Q: How does the concept of exactness relate to Hamiltonian systems in classical mechanics?
A:
In Hamiltonian mechanics, the equations of motion form a system of exact differential equations. The Hamiltonian function serves as the potential function, and the symplectic structure of phase space ensures that the system satisfies the exactness condition. This connection highlights the deep relationship between exactness and conservation laws in physics.
Q: What are some common mistakes students make when solving exact differential equations?
A:
Common mistakes include:
Q: How does the concept of exactness extend to differential forms on manifolds?
A:
On manifolds, exact differential equations correspond to exact differential forms. A form ω is exact if there exists a function f such that ω = df.
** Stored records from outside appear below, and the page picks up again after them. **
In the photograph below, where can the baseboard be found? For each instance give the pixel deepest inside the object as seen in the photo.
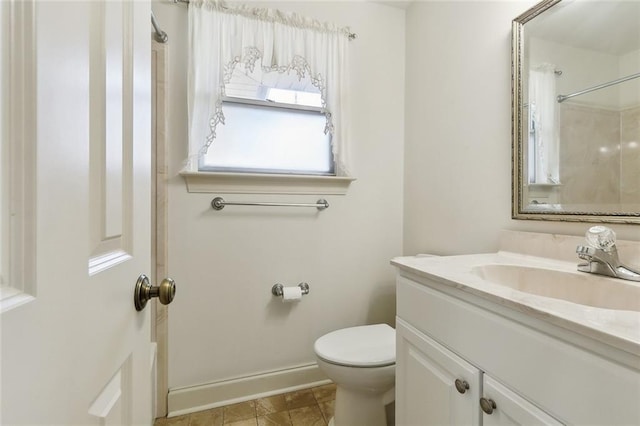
(211, 395)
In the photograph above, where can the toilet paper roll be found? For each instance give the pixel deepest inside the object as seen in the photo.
(291, 294)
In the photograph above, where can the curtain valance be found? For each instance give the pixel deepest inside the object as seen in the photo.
(221, 37)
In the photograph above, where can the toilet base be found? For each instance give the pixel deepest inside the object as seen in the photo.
(354, 408)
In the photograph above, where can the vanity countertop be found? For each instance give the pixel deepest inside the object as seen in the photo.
(616, 328)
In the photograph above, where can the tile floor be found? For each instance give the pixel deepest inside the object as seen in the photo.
(307, 407)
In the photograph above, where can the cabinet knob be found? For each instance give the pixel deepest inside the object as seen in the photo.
(487, 405)
(461, 385)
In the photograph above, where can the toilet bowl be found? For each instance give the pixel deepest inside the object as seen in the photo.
(361, 361)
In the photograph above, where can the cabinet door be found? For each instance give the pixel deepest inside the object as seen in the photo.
(426, 374)
(511, 409)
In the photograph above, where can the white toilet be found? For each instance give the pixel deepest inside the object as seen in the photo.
(361, 361)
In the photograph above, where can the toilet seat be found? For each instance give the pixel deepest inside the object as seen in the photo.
(364, 346)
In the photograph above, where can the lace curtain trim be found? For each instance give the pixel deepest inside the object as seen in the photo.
(271, 15)
(299, 65)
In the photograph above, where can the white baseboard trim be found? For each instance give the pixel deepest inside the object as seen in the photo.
(211, 395)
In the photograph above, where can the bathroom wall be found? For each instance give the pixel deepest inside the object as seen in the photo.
(224, 322)
(458, 130)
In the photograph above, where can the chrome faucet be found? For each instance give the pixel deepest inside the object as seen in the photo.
(602, 255)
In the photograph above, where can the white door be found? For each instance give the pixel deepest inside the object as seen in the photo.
(434, 386)
(77, 352)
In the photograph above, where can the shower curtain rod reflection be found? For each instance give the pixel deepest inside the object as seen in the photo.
(352, 36)
(160, 36)
(562, 98)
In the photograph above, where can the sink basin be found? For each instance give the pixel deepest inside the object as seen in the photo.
(576, 287)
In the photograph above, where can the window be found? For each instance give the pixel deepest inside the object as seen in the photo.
(266, 95)
(270, 129)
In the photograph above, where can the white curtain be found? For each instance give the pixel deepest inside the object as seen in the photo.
(544, 152)
(221, 36)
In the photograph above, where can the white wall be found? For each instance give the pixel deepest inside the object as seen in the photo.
(458, 130)
(224, 322)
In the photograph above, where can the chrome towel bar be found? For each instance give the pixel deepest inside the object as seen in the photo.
(218, 203)
(278, 289)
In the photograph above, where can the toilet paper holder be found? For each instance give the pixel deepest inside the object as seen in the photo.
(278, 289)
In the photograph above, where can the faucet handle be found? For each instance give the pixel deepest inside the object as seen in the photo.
(601, 237)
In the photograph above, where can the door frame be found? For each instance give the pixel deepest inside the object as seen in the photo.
(159, 214)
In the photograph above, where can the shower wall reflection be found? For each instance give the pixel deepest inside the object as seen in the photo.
(600, 155)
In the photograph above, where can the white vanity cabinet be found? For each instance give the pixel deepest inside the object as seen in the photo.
(534, 372)
(436, 386)
(440, 388)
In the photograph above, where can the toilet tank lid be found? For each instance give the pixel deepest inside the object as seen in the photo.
(364, 346)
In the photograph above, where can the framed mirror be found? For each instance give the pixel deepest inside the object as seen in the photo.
(576, 111)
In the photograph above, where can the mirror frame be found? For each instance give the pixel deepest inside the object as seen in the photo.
(517, 154)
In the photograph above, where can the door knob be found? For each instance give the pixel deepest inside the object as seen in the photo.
(144, 292)
(461, 385)
(487, 405)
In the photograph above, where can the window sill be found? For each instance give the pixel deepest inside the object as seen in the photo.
(253, 183)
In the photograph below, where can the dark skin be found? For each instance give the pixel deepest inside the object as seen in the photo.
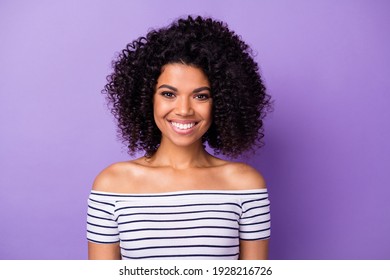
(182, 111)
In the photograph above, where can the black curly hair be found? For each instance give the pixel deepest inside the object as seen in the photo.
(240, 101)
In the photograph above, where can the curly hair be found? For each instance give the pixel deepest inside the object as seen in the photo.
(240, 101)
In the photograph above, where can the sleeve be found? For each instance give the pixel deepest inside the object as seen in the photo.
(102, 226)
(255, 221)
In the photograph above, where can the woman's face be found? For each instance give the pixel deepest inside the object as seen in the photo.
(182, 104)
The concept generalizes to higher dimensions, where an n-form ω is exact if there exists an (n-1)-form α such that ω = dα. This extension is crucial in differential geometry and theoretical physics.
Q: Can numerical methods be effectively applied to solve exact differential equations?
A:
While exact differential equations have analytical solutions, numerical methods can be useful for visualizing solutions or handling cases where the integrals are difficult to evaluate analytically. Methods like Runge-Kutta can be applied, but it's important to remember that these numerical solutions approximate the true exact solution.